Pancreatic sarcoidosis. A) and B) A dynamic enhanced computed tomography scan shows the mass in the pancreatic head (arrow) and body (arrow). C) and D) Magnetic resonance cholangiopancreatography reveals a mass in the pancreatic head and body. E) Disruption of the main pancreatic duct (arrow head). F) Endoscopic ultrasound via the stomach reveals a hypoechoic mass, and fine-needle aspiration is performed.
Her cough spontaneously improved. She received no treatment for sarcoidosis and was followed up at an out-patient clinic for one year, during which no pulmonary disease progression was observed and the pancreatic masses partially regressed (Fig. 5).
Figure 5.
A) and B) A dynamic enhanced computed tomography scan reveals masses in the pancreatic head (arrows) and body (arrow), measuring 25.0×33.1 mm and 12.7×11.0 mm, respectively. C and D) The masses shrank to 21.8×19.3 mm and 10.0×9.0 mm, respectively, at one-year follow-up without treatment.
Discussion
Although sarcoidosis involving thoracic lymph nodes and pulmonary parenchyma is familiar to most clinicians, pulmonary sarcoidosis infiltrating the bronchi is rare. In previous reports, the results of endobronchial biopsy correlated with abnormal airway appearance, but the endobronchial status with sarcoidosis was not associated with airflow obstruction (3). In previous studies reporting different results, 14-63% of patients with sarcoidosis had obstructive airway dysfunction (4-6). Small airway dysfunction without a restrictive defect is common in sarcoidosis cases (7). In this patient, although the spirometry values of VC, FEV1, and FEV1.0/VC ratio were within normal limits, the DLCO and V50 were decreased. As observed in previous reports, although endobronchial disease may not play a role in the development of airflow obstruction in sarcoidosis, parenchymal involvement is associated with small airway dysfunction and a decreased diffusion capacity.
Miliary patterns are rare in sarcoidosis (<1% of cases) (8). The most common conditions with miliary patterns are miliary tuberculosis, pneumoconiosis, and metastatic lesions. The predominance and distribution of nodules in relation to the secondary lung lobules may be helpful for a differential diagnosis (9). Three types of distributions have been described: centrilobular, perilymphatic, and random. In our patient, nodular thickening of the interlobular septa and areas of ground-glass opacity in the lungs were revealed on high-resolution CT. These imaging findings suggested a perilymphatic distribution, rather than a random one. Miliary opacities of sarcoidosis are the most common processes that exhibit perilymphatic distribution.

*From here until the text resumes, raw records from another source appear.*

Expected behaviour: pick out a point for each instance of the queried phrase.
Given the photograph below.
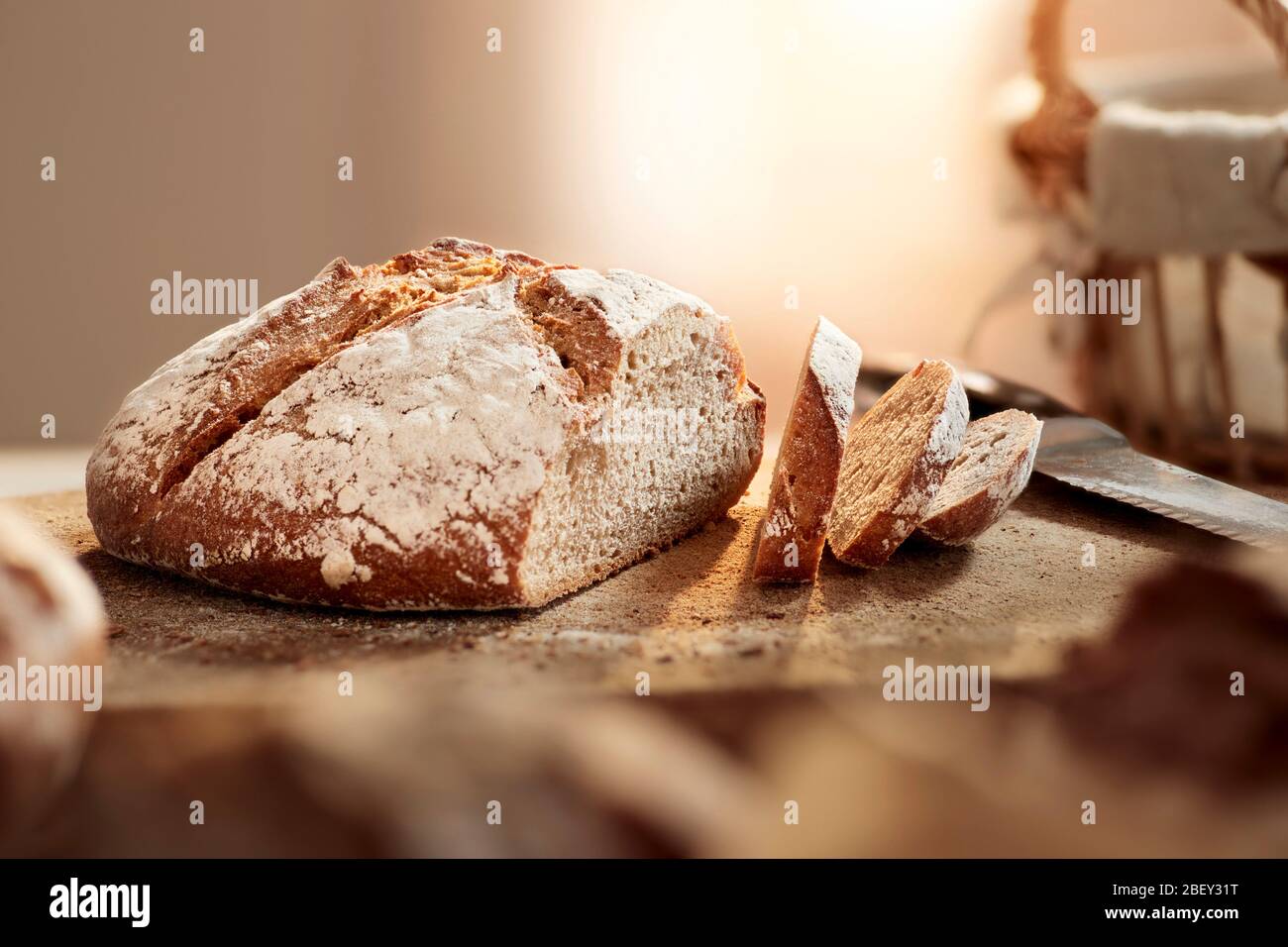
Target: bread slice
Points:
(896, 458)
(460, 427)
(992, 470)
(809, 460)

In a previous series of 181 patients with sarcoidosis, the prevalence of all pleural effusion was 2.8%, with pleural effusion caused by sarcoidosis found in only 1.1% of patients (10). We did not perform thoracoscopy in the present patient; therefore, we were unable to make a definitive diagnosis of sarcoidosis pleural effusion. Because of the absence of malignancies and acid-fast bacilli in the pleural effusion, we thought that the effusion might be associated with pulmonary infiltrate or pleural involvement in sarcoidosis. Thoracentesis or a pleural biopsy is necessary to rule out malignancy or infection that can mimic sarcoidosis pleural effusion.

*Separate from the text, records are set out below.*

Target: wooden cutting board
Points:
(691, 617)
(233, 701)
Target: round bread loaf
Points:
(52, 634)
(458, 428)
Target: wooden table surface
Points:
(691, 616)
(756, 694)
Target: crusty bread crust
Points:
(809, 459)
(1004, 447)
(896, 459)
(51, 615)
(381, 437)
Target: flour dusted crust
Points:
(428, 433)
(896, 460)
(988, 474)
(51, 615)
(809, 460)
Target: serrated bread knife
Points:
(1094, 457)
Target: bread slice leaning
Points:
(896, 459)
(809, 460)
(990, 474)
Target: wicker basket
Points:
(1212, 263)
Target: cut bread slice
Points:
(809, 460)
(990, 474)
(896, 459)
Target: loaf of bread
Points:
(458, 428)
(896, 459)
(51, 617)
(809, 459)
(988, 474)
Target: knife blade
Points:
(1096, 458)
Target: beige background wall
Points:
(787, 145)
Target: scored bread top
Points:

Pancreatic sarcoidosis is only very rarely detected before death. At autopsy, only 1-5% of the patients with systemic or disseminated sarcoidosis have sarcoid lesions within the pancreas (11,12). In 2006, Caceres et al. reported 25 patients with surgically proven pancreatic sarcoidosis. Symptomatic pancreatic sarcoidosis most commonly presented with abdominal pain (15 patients), weight loss (11 patients), obstructive jaundice (7 patients), and emesis (5 patients), conversely, no abdominal symptom was observed in four patients (1). Our patients had no abdominal symptoms, and the pancreatic mass was incidentally found during a systemic search. The differentiation of pancreatic sarcoidosis from pancreatic cancer is difficult, and a surgical biopsy is needed in most cases (13-16). When a benign pancreatic mass is identified before conducting a surgical biopsy for pancreatic sarcoidosis, a method of judging the response to steroid treatment can be applied (17). In asymptomatic patients with sarcoidosis, the side effects of systemic steroids often exceed the treatment benefits, and the disease may spontaneously remit (18). The patient in the present case was asymptomatic and did not undergo steroid therapy; however, the pancreatic mass still partially shrank in size.

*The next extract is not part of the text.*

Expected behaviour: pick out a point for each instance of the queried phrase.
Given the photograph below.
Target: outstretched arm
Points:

Our patient was diagnosed using EUS-FNA and not surgery. EUS-FNA is a safe, minimally invasive, accurate out-patient procedure for the cytological diagnosis of many benign and malignant conditions (19). A cytological examination using EUS-FNA to obtain a specimen of the pancreatic mass was found to have higher sensitivity and accuracy than endoscopic retrograde cholangiopancreatography (20). To our knowledge, this is the first reported case of the successful diagnosis of pancreatic sarcoidosis by EUS-FNA, which may prevent unnecessary operations in patients with pancreatic masses associated with sarcoidosis.
In conclusion, we experienced a case of sarcoidosis with pancreatic, pulmonary, and bronchial lesions. Our initial findings from the radiographic image of pleural effusion and miliary opacities indicated miliary tuberculosis or a metastatic pulmonary tumor; however, our patient was diagnosed with sarcoidosis based on the endobronchial nodular involvement and pathology using a TBLB. We diagnosed the pancreatic mass, which was detected by a whole-body evaluation, as pancreatic sarcoidosis using noninvasive EUS-FNA.
The authors state that they have no Conflict of Interest (COI).
Acknowledgement
I would like to thank Ms. H. Oshio (Tokyo University) for her useful advice.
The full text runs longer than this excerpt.